Start the full testing stack with:

make testing-up      # Starts fast_test_server + locust + MCP inspector

🎯 Benchmark Server Stack

ContextForge includes a high-performance Go-based benchmark server that can spawn multiple MCP servers in a single process for load testing gateway registration, federation, and tool invocation at scale.

Quick Start

# Start benchmark stack (10 MCP servers by default)
make benchmark-up

# Verify servers are running
curl http://localhost:9000/health
curl http://localhost:9009/health

# Run load tests against registered gateways
make load-test-ui

Make Targets

Target Description
make benchmark-up Start benchmark servers + auto-register as gateways
make benchmark-down Stop benchmark servers
make benchmark-clean Stop and remove all benchmark data (volumes)
make benchmark-status Show status of benchmark services
make benchmark-logs View benchmark server logs

Configuration

Configure the number of servers via environment variables:

# Start 50 benchmark servers (ports 9000-9049)
BENCHMARK_SERVER_COUNT=50 make benchmark-up

# Start 100 servers on a different port range
BENCHMARK_SERVER_COUNT=100 BENCHMARK_START_PORT=9000 make benchmark-up
Variable Default Description
BENCHMARK_SERVER_COUNT 10 Number of MCP servers to spawn
BENCHMARK_START_PORT 9000 Starting port number

Architecture

The benchmark stack consists of:

  1. benchmark_server - A single Go binary that spawns multiple HTTP servers

  2. Each server exposes MCP endpoints on a unique port (9000-9099)

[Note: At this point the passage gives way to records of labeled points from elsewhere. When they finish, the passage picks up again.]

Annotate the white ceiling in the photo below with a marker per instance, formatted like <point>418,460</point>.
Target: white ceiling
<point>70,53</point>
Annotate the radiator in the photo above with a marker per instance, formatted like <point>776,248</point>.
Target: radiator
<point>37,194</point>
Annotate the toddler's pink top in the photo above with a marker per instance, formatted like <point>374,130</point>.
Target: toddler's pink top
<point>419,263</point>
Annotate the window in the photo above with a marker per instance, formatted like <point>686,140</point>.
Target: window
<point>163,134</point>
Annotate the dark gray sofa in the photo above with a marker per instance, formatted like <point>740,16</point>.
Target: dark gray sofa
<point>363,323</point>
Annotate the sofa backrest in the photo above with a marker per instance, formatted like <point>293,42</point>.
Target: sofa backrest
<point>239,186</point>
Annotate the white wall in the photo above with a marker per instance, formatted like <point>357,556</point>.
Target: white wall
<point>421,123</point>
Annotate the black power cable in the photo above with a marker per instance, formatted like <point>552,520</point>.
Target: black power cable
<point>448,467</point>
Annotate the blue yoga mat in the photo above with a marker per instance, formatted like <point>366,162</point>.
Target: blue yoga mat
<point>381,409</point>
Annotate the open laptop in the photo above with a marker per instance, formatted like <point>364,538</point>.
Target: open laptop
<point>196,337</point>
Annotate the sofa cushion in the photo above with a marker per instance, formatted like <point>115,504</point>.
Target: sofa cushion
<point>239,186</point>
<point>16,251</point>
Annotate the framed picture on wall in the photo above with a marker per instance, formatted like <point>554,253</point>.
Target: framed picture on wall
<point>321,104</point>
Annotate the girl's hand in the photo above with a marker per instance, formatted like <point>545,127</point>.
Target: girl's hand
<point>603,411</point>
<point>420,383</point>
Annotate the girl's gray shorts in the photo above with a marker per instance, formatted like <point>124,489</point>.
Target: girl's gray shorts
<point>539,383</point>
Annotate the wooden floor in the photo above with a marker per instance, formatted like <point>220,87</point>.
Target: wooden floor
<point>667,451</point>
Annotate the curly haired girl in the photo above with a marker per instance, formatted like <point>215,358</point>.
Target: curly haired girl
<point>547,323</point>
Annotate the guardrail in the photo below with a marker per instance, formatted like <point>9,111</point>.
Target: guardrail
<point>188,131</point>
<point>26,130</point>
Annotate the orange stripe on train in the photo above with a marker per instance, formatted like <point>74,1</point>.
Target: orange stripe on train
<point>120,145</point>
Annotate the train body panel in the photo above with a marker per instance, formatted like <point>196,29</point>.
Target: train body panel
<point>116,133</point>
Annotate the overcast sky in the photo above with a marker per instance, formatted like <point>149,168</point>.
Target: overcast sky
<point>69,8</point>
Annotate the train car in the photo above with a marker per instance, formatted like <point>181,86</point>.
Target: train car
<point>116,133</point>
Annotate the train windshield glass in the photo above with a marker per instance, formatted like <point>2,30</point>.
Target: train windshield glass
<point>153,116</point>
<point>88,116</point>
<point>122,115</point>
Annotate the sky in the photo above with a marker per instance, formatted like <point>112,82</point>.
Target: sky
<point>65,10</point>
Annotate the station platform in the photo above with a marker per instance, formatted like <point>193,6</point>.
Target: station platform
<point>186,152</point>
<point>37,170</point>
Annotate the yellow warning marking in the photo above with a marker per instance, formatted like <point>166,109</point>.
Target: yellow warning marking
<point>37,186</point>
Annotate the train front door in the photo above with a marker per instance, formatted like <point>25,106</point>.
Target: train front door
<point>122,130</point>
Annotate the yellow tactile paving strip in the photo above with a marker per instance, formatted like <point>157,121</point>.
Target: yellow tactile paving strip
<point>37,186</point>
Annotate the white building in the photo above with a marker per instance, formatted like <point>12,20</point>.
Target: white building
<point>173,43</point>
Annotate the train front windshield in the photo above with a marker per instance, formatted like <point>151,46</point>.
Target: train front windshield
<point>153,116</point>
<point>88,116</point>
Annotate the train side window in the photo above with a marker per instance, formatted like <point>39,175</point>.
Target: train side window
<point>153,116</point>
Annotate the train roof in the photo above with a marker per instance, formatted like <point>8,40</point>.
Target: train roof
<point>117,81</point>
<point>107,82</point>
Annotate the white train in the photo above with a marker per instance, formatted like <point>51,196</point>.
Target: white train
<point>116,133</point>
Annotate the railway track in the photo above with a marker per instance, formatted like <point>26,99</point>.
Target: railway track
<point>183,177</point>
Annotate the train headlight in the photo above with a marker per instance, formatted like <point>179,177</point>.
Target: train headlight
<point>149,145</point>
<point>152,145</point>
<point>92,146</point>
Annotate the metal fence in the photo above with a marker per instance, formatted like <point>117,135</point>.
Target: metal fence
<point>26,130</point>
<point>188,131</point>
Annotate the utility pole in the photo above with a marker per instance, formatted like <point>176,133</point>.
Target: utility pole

  3. Default: 50 tools, 20 resources, 10 prompts per server
  4. Supports graceful shutdown via SIGINT/SIGTERM

  5. register_benchmark - Auto-registration service

  6. Registers all benchmark servers as gateways at compose startup

  7. No manual registration required

Endpoints per Server

Each benchmark server (e.g., http://localhost:9000) exposes:

Endpoint Description
/mcp MCP Streamable HTTP endpoint
/health Health check ({"status": "healthy"})
/version Version information

Resource Limits

The benchmark server is configured with reasonable resource limits:

Servers CPU Limit Memory Limit
1-10 2 cores 1 GB
10-50 2 cores 1 GB
50-100 2 cores 1 GB

For larger deployments (100+ servers), consider increasing limits in docker-compose.yml.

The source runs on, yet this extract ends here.